O jornal foi empastelado
e fechado pela ditadura militar em abril de 1964, quando frei Carlos Josaphat,
antevendo os rumos do país, já se havia autoexilado na Europa. A manchete da
última edição do tabloide, de número 55, prenunciava: "Fascistas preparam
golpe contra Jango!"
Nossa igreja no bairro
de Perdizes, na capital paulista, onde frei Carlos proferia concorridas
homilias e dava cursos de doutrina social da Igreja, teve seus muros pichados:
"Fora padre comuna!"
Em 1965, na França,
obteve tese de doutorado sobre ética da comunicação social. Instalou-se depois
por quase trinta anos na Suíça, onde foi professor de ética da comunicação no
Instituto de Jornalismo e Comunicação Social da Universidade de Friburgo, da
qual era professor emérito.
De retorno ao Brasil em
1994, voltou a lecionar na Escola Dominicana de Teologia em São Paulo e em
várias universidades, além de atender sucessivos convites para proferir conferências.
Publicou mais de vinte obras, entre as quais se destacam os estudos pioneiros
sobre frei Bartolomeu de las Casas; a ética tomista; e a convergência entre
Tomás de Aquino e Paulo Freire.
Frei Carlos era homem de
permanente sorriso e visceral otimismo.

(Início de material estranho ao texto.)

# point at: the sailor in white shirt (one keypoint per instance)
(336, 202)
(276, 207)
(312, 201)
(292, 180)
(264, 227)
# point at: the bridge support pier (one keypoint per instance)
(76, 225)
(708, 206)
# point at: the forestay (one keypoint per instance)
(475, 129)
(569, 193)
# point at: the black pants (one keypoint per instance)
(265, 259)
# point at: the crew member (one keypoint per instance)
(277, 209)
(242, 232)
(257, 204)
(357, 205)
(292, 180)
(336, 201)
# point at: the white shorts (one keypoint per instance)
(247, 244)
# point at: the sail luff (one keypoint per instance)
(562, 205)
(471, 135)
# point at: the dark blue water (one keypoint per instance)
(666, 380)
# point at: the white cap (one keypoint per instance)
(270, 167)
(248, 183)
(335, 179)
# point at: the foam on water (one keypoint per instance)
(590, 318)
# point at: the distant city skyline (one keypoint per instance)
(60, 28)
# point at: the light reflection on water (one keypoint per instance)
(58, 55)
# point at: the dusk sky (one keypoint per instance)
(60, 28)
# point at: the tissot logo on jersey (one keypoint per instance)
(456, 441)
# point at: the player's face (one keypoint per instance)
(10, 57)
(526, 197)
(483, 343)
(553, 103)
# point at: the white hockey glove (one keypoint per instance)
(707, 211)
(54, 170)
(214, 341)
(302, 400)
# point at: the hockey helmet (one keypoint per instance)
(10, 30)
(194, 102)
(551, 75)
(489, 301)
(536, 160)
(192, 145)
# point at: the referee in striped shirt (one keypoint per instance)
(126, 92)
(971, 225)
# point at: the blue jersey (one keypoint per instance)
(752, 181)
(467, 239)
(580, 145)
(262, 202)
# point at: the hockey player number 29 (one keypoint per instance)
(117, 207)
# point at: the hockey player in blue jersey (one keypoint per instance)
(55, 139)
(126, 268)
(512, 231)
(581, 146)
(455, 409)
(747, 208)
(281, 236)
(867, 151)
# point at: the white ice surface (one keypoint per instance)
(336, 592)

A simplicidade de sua mineirice evitou
que ostentasse sua vasta erudição. Publicou 63 livros e inúmeros artigos.
Nesses últimos anos, trocou o convento de São Paulo pelo de Goiânia para
merecer os cuidados que a sua avançada idade exigia. Foi sepultado em sua terra
natal, Abaeté (MG), como tanto queria.